2 blocks away there was a 4 house lawn exp. 4 houses out of 12 are set back and instead of having tiny back yard of concrete, they have tiny grass squares in the frount. one of those 4 houses has every square inch of grass covered with some sort of animal, being, deity, or a flag stabbed into it. since only 4 houses have this i believe that the exp. was considered a failure.

Sounds like they could use some more pot.

I love this!

Tons of porch-u-geese, lady bending over, windmills, overturned barrels with flowers spilling out.

A few mirror/reflecting balls that I’ve always wanted to replace with a huge crystal prism so that the sun can hit it right and set fire to the house (naturally, not my house.)

I myself have a large, cast iron with claw feet bathtub in my back yard ( it was FREE!) and I put a flower garden and a tomato plant in it every year.
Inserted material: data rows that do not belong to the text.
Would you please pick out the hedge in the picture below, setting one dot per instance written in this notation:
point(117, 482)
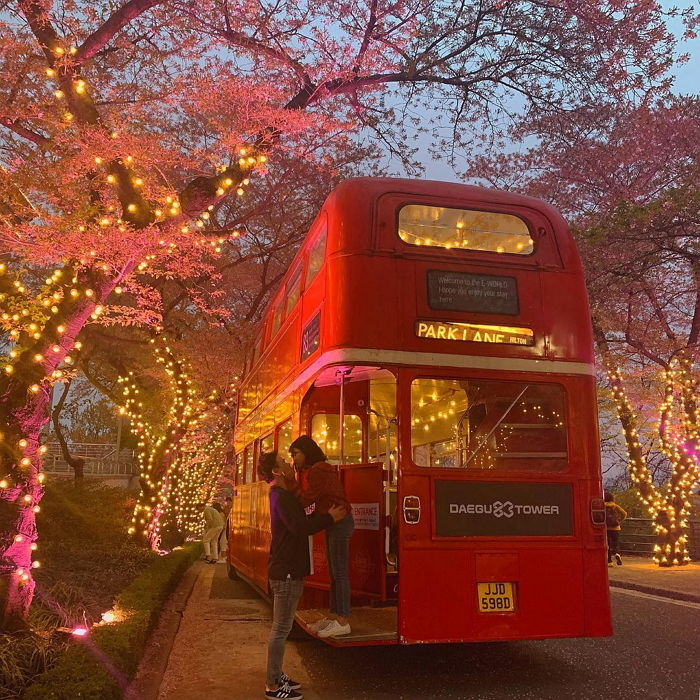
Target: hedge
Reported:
point(99, 666)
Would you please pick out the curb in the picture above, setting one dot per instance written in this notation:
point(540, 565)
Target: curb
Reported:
point(661, 592)
point(146, 682)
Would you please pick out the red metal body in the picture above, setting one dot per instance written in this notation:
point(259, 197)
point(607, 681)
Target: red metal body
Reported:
point(360, 314)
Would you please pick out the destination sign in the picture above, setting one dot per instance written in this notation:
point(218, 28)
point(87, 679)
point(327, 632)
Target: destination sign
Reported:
point(475, 332)
point(464, 291)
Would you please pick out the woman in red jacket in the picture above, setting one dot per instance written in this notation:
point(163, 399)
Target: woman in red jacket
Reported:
point(319, 484)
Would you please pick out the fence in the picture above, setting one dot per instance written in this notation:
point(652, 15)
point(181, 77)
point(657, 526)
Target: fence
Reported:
point(637, 537)
point(100, 459)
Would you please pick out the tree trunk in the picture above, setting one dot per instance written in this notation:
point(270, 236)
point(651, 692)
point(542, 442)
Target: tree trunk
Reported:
point(76, 463)
point(24, 409)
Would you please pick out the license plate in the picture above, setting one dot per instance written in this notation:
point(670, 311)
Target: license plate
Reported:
point(495, 597)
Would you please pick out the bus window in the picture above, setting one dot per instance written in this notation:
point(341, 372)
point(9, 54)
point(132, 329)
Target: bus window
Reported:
point(464, 229)
point(316, 255)
point(256, 352)
point(267, 444)
point(278, 317)
point(249, 465)
point(293, 290)
point(483, 424)
point(325, 430)
point(284, 438)
point(382, 436)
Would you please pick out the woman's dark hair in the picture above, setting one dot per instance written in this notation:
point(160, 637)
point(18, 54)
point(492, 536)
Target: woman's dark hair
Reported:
point(311, 451)
point(266, 463)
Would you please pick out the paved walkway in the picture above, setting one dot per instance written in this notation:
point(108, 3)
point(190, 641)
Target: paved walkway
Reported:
point(641, 574)
point(221, 647)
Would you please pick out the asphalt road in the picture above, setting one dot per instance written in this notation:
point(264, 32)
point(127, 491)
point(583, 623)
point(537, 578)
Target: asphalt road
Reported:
point(655, 654)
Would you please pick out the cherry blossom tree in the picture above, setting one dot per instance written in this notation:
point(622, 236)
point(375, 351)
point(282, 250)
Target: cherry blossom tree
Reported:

If I could get a toilet and a sink for the same price, I would have a set and plant all types of flowers in them…what? you ain’t my neighbors.

My favorite lawn ornament is a huge wood carving - I think it was an old tree - of a woman. It is dressed up for whatever holiday comes along.

Personally, I want to do the -dress up the large wood object - maybe a wood woman carving **BUT ** what I really want is a large wood carving of a Buddha that I can dress up in that floral dress I bought at the Salvation Army for $10 (new, never worn) and never wore it my myself. Put a santa hat on him for Xmas. Only, I don’t think I can afford this.

Some one asked me “Why Buddha?” , because putting up a cross dressing Jesus Christ on my lawn would really piss off alot of my fundie/pentecostal/whacked out neighbors-drivebyers. Duh.

Maybe I’ll opt for a large wooden plank, like on Ed, Edd and Eddy :slight_smile: It would be a non-denominational plank .
PS - EVE - A)Thank you for coming back to the boards - you were sorely missed! b)I knew you couldn’t stay away from this brain fart of a place! c)Great Thread (as always!)

There’s one in Olds or Swedesburg, Iowa too. The have a life sized (or greater) gorilla. One day, just out of curiosity, we stopped there when we were on the way to Iowa City, just because. The gorilla was a few hundred bucks, more or less depending on whether you painted it or they did. Now, the interstate bypasses the town, so I never see it. They’ve probably closed it by now, somehow I doubt that a couple towns with 1000 people or so can support a concrete monstrosity showcase.

I’ve decided that someday I’ll have a house at the end of a long lane, and I’ll line the line with hundreds of gorillas. They’ll be my foo gorillas.

Yeah, and I’ll plate my helipad with platinum.

Ben

This is simultaneously incredibly eerie and excruciatingly funny. Thanks very much. :slight_smile:

In my neighborhood we just have the usual assortment of icicle lights, twinkly bushes and one unfortunate lawn jockey. However, just outside of Lexington we’ve got the biggest lawn folly of all… some dope put up an actual castle.

It looks so natural, sitting there amongst the horse pastures and all.

I live on a street that magically becomes Candlelight Lane during this time of year. The whole street lights up their houses, and most are relatively tasteful, but my next door neighbor…

Well, let me try to explain this glorious sight.

[li]A shelter of one of those white tents that are often used by merchants at farmer’s markets/craft fairs.[/li]
[li]Atop the shelter is a 5’ multi-colored star[/li]
[li]Atop the star, an American flag[/li]
[li]Within the shelter, the plastic glowing holy family[/li]
[li]Surrounding the holy family, a zoo of stuffed animals stacked atop giant wrapped presents.[/li]
And, I believe it’s still a work in progress.

But not as bad as the headless Mary. :shudder:

Podkayne, Wikkit, I think I know the place you’re talking about.

While I haven’t been to the place for at least 5-7 years, I think it might be about 30 mins from Cedar Rapids, IA. I think my parents went there for limestone blocks or something. IIRC, they also had a whole bunch of other crap, including giant stone animals.

The one I’m talking about is in south-east Iowa, about half an hour south of Iowa City.

How many concrete mostrosity showcases are there? Either there was a very sucessful traveling salesman, or the demand for these things is much higher than I thought.